The wind was howling and the lights were flickering last night while I was trying to enjoy the delicious James Franco in "Tristan and Isolde." I was intently following the story - okay - that's a big honkin' lie - I was actually barely following the story and watching closely as his gorgeous mouth puckered and his brown teddy bear eyes brimmed with heartfelt tears. Anyhoo, I was trying to concentrate on the movie but the impending storm outside my windows kept distracting me. Not wanting to be alone in the dark (I figured it was a safe bet that my power'd go kaput) I lit a large Harvest Yankee Candle - which smells so good and is a really pretty orangey color.
Now I can concentrate on studying the "movie." The dryer beeps letting me know that the second load of Hanes Tagless Tees and Polo Man Panties are dried and ready to be folded. I'm a bit aggravated. Which is not too surprising considering it's my mood of choice as of late. I push back in my recliner,flop my legs straight out, grab the leather arm and fling my feet down as hard as I can (it's a hard recliner to un-recline) and watch as the cute side animal loses the tray he's holding along with my can of soda, and the half-melted candle.

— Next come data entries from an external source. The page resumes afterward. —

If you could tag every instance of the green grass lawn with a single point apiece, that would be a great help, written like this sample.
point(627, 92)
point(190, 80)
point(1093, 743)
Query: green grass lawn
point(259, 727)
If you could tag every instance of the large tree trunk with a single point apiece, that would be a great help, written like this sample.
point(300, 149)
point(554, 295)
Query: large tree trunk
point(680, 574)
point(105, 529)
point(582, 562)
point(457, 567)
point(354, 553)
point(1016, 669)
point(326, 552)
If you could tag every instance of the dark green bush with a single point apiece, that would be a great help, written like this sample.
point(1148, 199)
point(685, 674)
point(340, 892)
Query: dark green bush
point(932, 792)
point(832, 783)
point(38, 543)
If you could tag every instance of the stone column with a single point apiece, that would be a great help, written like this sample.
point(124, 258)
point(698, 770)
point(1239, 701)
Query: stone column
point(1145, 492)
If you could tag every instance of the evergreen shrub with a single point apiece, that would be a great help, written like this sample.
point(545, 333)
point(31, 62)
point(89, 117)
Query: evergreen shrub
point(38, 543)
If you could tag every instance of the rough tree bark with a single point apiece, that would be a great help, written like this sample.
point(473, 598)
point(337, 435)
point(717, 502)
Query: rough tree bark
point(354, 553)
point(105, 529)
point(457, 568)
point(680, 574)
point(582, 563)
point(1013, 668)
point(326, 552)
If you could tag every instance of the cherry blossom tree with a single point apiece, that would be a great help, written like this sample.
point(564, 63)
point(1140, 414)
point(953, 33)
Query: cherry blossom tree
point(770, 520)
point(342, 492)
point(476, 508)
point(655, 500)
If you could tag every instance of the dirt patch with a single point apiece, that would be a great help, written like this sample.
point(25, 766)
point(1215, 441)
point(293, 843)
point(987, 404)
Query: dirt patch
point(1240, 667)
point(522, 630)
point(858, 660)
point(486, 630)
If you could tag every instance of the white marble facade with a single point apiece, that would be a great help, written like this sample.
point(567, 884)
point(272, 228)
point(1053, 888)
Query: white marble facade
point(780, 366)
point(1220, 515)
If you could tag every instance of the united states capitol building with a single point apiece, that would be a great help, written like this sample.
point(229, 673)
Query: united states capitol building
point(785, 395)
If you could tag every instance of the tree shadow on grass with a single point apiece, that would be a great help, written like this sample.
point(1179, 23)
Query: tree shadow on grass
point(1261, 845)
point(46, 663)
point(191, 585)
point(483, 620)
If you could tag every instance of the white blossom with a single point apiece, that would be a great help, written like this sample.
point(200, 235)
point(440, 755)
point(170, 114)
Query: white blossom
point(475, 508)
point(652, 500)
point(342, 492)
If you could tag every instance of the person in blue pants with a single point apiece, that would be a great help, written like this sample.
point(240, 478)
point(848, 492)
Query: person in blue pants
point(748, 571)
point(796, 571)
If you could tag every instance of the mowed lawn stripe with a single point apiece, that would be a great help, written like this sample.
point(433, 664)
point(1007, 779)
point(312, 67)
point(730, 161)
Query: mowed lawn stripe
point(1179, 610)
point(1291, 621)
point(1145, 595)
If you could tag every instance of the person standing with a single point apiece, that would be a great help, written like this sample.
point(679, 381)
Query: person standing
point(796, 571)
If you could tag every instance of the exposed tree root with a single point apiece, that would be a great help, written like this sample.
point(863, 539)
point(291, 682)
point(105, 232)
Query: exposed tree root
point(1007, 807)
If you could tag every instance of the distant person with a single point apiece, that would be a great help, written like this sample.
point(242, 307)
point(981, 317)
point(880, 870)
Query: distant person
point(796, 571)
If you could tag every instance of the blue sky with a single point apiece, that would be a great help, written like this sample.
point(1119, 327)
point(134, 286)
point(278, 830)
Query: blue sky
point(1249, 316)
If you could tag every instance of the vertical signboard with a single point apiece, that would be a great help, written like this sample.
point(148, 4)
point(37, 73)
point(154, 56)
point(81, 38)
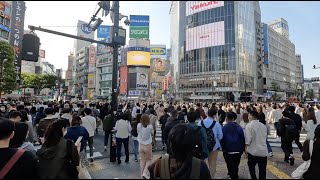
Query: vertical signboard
point(266, 44)
point(139, 27)
point(123, 80)
point(17, 30)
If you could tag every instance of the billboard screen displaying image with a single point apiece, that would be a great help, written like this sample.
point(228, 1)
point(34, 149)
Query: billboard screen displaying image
point(207, 35)
point(142, 81)
point(138, 58)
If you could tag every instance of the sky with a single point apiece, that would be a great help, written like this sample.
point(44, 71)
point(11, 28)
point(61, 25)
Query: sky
point(302, 17)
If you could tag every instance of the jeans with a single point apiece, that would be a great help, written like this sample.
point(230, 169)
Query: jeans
point(106, 137)
point(269, 147)
point(212, 162)
point(145, 152)
point(233, 161)
point(90, 143)
point(135, 148)
point(125, 142)
point(262, 163)
point(287, 148)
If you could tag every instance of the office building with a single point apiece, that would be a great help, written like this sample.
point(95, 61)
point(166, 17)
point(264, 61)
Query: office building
point(221, 55)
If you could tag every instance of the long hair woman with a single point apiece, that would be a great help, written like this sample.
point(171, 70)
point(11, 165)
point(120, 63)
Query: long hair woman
point(58, 157)
point(145, 133)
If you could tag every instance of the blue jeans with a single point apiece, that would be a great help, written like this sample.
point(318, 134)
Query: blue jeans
point(135, 148)
point(269, 147)
point(125, 142)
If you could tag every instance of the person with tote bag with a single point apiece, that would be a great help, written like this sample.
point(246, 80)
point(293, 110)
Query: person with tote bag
point(310, 168)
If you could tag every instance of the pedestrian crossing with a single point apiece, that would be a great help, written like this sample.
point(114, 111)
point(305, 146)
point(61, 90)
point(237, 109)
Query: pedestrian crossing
point(96, 154)
point(273, 139)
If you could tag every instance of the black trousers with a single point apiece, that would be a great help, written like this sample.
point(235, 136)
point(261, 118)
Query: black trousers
point(286, 148)
point(262, 163)
point(233, 161)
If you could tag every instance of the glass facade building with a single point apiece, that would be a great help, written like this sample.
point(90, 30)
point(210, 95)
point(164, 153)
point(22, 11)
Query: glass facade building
point(222, 50)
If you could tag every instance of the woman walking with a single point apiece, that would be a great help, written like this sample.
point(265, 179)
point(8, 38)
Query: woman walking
point(145, 133)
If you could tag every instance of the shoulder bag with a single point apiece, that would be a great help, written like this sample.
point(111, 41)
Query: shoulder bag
point(303, 168)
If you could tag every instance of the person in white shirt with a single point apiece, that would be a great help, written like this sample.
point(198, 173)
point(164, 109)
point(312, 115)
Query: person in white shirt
point(145, 133)
point(123, 129)
point(256, 146)
point(89, 123)
point(318, 114)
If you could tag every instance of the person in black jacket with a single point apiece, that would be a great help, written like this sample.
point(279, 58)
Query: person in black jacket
point(170, 125)
point(298, 121)
point(163, 119)
point(286, 130)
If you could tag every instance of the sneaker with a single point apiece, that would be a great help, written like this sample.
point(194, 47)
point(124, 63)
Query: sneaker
point(291, 159)
point(271, 154)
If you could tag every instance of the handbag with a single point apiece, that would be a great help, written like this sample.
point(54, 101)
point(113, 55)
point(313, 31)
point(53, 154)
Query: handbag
point(299, 172)
point(83, 172)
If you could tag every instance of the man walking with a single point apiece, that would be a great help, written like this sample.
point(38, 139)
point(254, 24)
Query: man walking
point(214, 135)
point(256, 145)
point(233, 144)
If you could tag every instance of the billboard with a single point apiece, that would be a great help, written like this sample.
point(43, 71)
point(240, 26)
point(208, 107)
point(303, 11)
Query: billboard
point(141, 32)
point(193, 7)
point(17, 27)
point(138, 58)
point(142, 81)
point(265, 44)
point(207, 35)
point(139, 20)
point(104, 33)
point(123, 79)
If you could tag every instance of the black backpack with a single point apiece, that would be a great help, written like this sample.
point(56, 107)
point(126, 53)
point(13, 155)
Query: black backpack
point(197, 150)
point(211, 140)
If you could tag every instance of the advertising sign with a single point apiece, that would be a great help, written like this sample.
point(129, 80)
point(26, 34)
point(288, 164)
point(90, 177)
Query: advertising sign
point(139, 32)
point(105, 33)
point(142, 81)
point(138, 58)
point(123, 79)
point(198, 6)
point(17, 27)
point(205, 36)
point(158, 51)
point(266, 44)
point(139, 20)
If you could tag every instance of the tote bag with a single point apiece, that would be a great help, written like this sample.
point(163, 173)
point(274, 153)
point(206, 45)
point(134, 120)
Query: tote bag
point(298, 173)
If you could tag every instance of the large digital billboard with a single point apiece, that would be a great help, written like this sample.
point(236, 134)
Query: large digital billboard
point(138, 58)
point(207, 35)
point(198, 6)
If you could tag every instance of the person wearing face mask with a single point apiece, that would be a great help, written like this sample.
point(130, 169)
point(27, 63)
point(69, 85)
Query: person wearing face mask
point(58, 157)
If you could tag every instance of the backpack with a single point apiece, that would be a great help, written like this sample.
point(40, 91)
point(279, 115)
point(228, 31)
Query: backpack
point(197, 150)
point(165, 168)
point(211, 140)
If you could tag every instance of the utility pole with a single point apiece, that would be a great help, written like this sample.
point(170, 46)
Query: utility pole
point(114, 94)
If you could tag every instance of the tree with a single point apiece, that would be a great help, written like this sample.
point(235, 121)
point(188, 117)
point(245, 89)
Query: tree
point(39, 81)
point(8, 74)
point(276, 88)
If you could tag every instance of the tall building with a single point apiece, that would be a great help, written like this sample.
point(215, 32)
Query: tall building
point(282, 66)
point(219, 53)
point(177, 38)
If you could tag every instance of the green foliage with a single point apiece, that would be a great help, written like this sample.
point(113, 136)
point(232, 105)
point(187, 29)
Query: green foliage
point(9, 73)
point(38, 81)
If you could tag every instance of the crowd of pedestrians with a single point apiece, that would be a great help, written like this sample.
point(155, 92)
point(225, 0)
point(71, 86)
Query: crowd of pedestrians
point(193, 135)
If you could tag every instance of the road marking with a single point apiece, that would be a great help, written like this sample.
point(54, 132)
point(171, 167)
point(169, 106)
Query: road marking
point(276, 171)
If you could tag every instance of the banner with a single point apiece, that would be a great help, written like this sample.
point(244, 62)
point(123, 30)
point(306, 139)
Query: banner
point(104, 33)
point(138, 20)
point(17, 28)
point(139, 32)
point(142, 81)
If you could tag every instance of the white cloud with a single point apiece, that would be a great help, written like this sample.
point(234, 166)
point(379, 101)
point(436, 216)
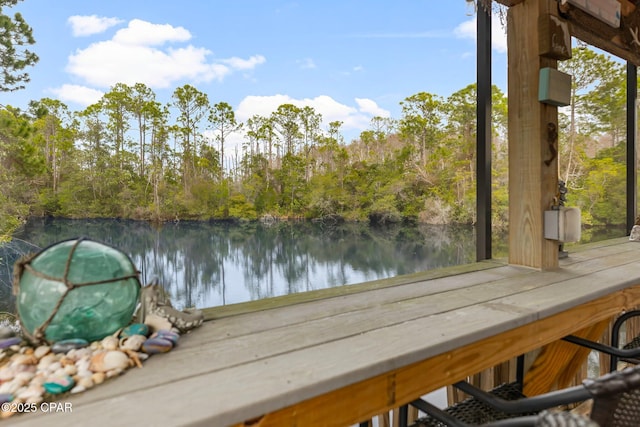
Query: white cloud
point(81, 95)
point(353, 117)
point(467, 30)
point(245, 64)
point(137, 54)
point(88, 25)
point(369, 106)
point(143, 33)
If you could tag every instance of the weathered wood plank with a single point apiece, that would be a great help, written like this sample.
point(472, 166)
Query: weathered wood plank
point(505, 295)
point(315, 295)
point(532, 183)
point(558, 362)
point(250, 390)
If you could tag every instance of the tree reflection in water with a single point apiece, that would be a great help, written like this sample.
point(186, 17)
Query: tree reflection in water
point(205, 264)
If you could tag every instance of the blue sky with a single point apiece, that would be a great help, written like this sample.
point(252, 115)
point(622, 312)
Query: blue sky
point(349, 59)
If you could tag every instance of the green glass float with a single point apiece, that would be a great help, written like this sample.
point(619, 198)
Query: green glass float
point(76, 288)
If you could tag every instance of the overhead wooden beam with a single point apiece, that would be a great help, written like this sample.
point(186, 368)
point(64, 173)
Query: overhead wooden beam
point(533, 169)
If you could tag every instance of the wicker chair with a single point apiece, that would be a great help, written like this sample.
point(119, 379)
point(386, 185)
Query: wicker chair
point(616, 403)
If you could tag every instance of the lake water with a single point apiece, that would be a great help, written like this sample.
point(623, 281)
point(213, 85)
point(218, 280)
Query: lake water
point(206, 264)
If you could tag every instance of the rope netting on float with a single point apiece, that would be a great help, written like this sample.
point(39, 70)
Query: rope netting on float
point(10, 252)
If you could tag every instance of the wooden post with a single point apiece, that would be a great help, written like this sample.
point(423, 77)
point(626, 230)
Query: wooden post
point(532, 183)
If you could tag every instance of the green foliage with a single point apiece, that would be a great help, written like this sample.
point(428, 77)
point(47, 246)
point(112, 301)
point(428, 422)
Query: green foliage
point(15, 35)
point(126, 157)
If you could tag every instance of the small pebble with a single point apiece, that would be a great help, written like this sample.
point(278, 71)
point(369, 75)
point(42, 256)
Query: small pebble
point(6, 332)
point(42, 351)
point(168, 335)
point(11, 343)
point(98, 377)
point(65, 345)
point(157, 345)
point(135, 329)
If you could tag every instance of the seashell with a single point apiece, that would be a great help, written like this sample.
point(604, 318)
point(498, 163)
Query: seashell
point(57, 385)
point(59, 373)
point(85, 382)
point(132, 342)
point(98, 377)
point(30, 393)
point(157, 345)
point(109, 343)
point(114, 372)
point(70, 369)
point(24, 359)
point(54, 367)
point(77, 389)
point(65, 345)
point(7, 374)
point(168, 335)
point(156, 322)
point(42, 351)
point(9, 387)
point(23, 378)
point(11, 343)
point(6, 332)
point(135, 329)
point(26, 350)
point(38, 380)
point(108, 361)
point(7, 414)
point(47, 360)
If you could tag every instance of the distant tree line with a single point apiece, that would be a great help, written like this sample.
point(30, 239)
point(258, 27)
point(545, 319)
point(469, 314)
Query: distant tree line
point(130, 156)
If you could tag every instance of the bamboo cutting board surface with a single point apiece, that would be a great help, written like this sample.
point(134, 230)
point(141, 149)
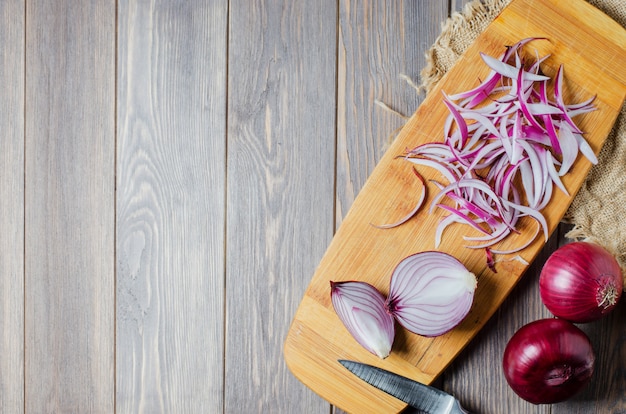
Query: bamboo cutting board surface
point(592, 49)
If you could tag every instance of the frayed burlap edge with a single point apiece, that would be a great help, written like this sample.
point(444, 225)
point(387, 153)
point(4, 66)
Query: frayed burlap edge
point(598, 210)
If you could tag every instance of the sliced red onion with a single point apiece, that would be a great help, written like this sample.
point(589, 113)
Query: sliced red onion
point(521, 141)
point(361, 308)
point(430, 293)
point(415, 209)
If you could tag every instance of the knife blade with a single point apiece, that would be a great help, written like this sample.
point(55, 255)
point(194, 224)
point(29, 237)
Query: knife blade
point(423, 397)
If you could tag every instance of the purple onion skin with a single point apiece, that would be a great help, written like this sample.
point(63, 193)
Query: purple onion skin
point(548, 361)
point(581, 282)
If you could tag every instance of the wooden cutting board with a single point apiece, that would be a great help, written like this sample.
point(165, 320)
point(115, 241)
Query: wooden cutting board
point(592, 49)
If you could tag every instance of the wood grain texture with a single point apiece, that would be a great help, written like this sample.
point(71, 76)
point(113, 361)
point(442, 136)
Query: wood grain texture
point(170, 206)
point(380, 42)
point(69, 215)
point(12, 21)
point(356, 250)
point(281, 137)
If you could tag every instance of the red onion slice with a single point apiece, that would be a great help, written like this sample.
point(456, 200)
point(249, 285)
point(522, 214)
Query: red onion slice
point(506, 145)
point(430, 293)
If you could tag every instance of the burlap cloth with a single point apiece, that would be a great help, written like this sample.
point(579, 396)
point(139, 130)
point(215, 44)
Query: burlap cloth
point(598, 212)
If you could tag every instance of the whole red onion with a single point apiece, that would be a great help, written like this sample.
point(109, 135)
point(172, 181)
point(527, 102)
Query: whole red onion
point(548, 361)
point(581, 282)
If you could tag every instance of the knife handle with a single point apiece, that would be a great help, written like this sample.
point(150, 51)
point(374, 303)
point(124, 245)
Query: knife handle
point(457, 409)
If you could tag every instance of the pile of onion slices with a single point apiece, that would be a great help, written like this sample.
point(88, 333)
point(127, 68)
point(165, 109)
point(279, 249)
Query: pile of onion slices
point(429, 294)
point(506, 145)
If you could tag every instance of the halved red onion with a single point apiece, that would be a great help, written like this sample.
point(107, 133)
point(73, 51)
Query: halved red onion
point(430, 293)
point(361, 308)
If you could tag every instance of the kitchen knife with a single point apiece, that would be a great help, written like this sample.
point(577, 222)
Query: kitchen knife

There is orange candle wax all over the leather sofa - over the arm (but it missed me!) and down the side. More wax is oozing down between the cushions of the loveseat and, nestled between the two pieces of furniture, spattered on the white carpet is a massive amount of orange goo and a half a can of poured out Coca-cola.
"Shiiiiiiiiiiiiiiiiiiiiiiiiiiiiiiiiiiiiiiiiiiiiiiiiit!" I yell and pulled off my tee shirt. I'm not sure why I did this. It was instinct. Which was odd. Who else, in mid-crisis, would strip down to their skivvies? Anyway, I use my shirt to wipe the soda off the sofas and then start to rub the wax off. Wax on, Wax off.
Getting up, harvest goo under my short nails, I run to the laundry room and grab what I can find: two old towels and a handful of Lost Soulmate socks. I'm half-naked, scrubbing and crying and moaning and cursing. After abouta half hour of scrubbing, I get most of the wax off the couches.
Since we're still out of sorts from the water damage we had last month - the couch is pushed up to make an L-shape with the loveseat. I try to move the couch to get to the majority of the coke and wax stain that's still sitting on the floor. I manage to pop the recliner out four times and still, can't budge the damn thing. So I try to move the loveseat. Nope. Won't move either. At this point, I'm cursing La-Z-Boy, Home Depot, Yankee Candle and my own stupidity.
I find some Bissell Carpet cleaner and a clean shirt. And Phoebe cowering on the stairs.
Most of the coke came out of the carpet - but the orange splotch with corresponding dots - still there - mocking me.
I sit down, sweaty from cleaning and scrubbing and call Harry: "When're you coming home?"
"What's wrong?" he asked.
"I covered the couch, loveseat, carpet, frog butler, fan remote and my shirt in candle wax and Coke."
"Somehow it's your fault," I tell him.
"I figured," he said back and then sighed.